В какую из минут, не уловленных генералом, парень стал губить себя? Когда, поддавшись его доверительному тону или просто не смея лгать командующему, решил говорить правду - что не разбил рацию, как предписывалось, не отстреливался до последнего патрона, не резал врага финкой, не рвал зубами? Да, это все поводы для "смершевца" сделать стойку. Но только он ее раньше сделал - когда рассказывалось о десантировании, о котором рассказать солдатской массе невозможно, немыслимо, выглядело бы клеветой на командование, злобной антисоветчиной. Как часто людям приходится отвечать за то, что они не могут не рассказывать о грехах других людей, и как охотно эти другие перекладывают на них свои вины! Только формулировку подобрать. В сущности, за любым обвинением политического свойства всегда стоял чей-нибудь личный интерес - и непременно шкурный. И уж эти мастера себя выгородят перед Верховным и награды себе отхлопочут - можно ведь из любого головотяпства выйти с достоинством: "В ходе операции советские воины проявили массовый героизм, мужество и стойкость". И все ведь чистая правда, кто-то же проявил, сплотился в группу, в отряд, оказал сопротивление. А все другие будут уже к ним подстраивать свои легенды. Только вот этот парень не озаботился запастись легендой. И значит, был обречен, еще когда прыгнул в ночную темень, если не раньше - когда всходил по трапу в самолет.

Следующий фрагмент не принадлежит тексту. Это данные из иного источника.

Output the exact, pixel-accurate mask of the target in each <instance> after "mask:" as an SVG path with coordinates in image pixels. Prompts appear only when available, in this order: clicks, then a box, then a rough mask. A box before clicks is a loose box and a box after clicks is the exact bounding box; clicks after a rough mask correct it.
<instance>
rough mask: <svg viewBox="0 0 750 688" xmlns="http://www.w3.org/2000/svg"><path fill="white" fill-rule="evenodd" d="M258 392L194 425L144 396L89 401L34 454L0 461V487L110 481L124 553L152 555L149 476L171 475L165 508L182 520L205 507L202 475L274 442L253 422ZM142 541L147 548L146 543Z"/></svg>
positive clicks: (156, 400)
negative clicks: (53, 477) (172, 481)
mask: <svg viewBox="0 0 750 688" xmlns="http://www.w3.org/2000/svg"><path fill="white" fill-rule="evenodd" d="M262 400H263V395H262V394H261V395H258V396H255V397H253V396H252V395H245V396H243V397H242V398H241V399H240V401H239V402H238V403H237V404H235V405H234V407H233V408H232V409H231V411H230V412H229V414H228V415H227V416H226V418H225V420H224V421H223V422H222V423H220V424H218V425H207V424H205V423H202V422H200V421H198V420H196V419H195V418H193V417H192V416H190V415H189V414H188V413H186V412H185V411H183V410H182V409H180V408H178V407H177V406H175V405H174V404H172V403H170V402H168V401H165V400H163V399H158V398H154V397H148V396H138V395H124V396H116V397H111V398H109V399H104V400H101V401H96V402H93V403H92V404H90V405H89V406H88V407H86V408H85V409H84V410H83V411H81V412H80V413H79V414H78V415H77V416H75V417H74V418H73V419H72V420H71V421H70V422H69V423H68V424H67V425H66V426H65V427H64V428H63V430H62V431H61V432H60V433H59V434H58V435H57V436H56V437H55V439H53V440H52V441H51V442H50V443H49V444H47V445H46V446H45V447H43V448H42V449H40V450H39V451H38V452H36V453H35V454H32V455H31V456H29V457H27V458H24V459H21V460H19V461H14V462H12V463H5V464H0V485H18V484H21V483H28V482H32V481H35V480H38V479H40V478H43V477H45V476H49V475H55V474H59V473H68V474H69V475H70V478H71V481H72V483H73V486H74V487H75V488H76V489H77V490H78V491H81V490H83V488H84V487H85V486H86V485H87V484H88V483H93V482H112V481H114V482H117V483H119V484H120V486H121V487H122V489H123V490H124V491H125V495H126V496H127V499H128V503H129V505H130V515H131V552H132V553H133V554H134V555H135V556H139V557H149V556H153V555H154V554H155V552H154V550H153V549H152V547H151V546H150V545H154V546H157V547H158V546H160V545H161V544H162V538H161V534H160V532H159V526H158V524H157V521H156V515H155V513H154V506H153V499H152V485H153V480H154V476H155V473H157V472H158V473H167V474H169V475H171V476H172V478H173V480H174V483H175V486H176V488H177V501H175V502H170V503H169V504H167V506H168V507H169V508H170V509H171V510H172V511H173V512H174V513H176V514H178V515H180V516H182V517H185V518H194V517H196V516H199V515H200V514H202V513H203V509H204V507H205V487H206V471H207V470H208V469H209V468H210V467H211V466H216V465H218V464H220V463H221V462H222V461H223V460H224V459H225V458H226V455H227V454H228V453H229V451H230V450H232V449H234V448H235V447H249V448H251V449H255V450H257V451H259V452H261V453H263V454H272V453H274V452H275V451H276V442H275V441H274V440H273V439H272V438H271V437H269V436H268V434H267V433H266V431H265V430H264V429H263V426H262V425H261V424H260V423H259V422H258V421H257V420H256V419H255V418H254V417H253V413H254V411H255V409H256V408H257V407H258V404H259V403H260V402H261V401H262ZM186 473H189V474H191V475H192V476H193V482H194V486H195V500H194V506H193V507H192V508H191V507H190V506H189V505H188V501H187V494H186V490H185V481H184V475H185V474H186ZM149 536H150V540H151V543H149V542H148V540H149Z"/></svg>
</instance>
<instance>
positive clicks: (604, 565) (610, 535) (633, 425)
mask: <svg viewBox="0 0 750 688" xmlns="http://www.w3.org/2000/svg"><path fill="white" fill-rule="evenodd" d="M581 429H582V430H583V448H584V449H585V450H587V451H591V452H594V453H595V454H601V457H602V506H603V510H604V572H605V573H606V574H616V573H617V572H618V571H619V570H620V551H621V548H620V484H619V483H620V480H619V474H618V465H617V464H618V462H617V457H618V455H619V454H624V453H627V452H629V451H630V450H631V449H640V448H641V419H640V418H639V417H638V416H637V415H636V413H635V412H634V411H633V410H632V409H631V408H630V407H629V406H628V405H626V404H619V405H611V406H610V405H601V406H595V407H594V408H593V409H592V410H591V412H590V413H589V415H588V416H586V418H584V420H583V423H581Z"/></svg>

- Что с теми было, кто отстреливался? - спросил генерал. - Удалось им оборону какую-то организовать?
- Я, когда повезли меня, видел - вешали на стропах. На ихних же стропах. Ну, забавлялись. Несколько тяжелораненых или кто ноги поломал - свалили в кучу, забросали хворостом и зажгли. Крик стоял жуткий. На весь лес. И мясом пахло горелым.
- А тебя, значит, везли, - сказал Светлооков.
- А меня везли, - повторил десантник. И вдруг взорвался: - Что же я, п-просил их меня в-везти, ш-што ли? Я им п-продался, да? С-служить п-пооб-бещал? Лучше бы меня т-тоже п-повесили? Или - с-сожгли? С-скажите уж п-прямо!
- Это скажут тебе, - ответил майор Светлооков. - А что лучше, что хуже для тебя - это сам решишь. - И, как бы спохватясь, добавил: - Виноват, товарищ командующий. Я, наверно, мешаю?
"Не "наверно", а мешаешь!" - хотелось генералу рявкнуть. Но, допустив первые вопросы и реплики Светлоокова, почему было вдруг упереться на этой? Противника останавливают на дальних подступах, на ближних - еще удастся ли?
С той же доверительностью в тоне и как бы не слыша Светлоокова - что казалось ему сейчас лучшей тактикой, - генерал опять обратился к десантнику:
- И куда же они тебя повезли?
- В город повезли.
- В какой город?
Десантник потер лоб тылом ладони, словно бы мучительно вспоминая.
- В этот... В Мырятин.
...Как помнилось генералу, некую обожженность лица и всего тела испытал он сразу при этом имени - от предчувствия, что вот сейчас откроется тайна, которую он был обязан узнать, перед тем как вычерчивать свои вклинения и раскладывать пасьянсы. И кто виноват, как не он один, что разведка ему этой тайны не раскрыла? Он ведь не ставил разведке вопроса, что за люди обороняют этот городишко, - хоть и блуждала мысль о духе армии.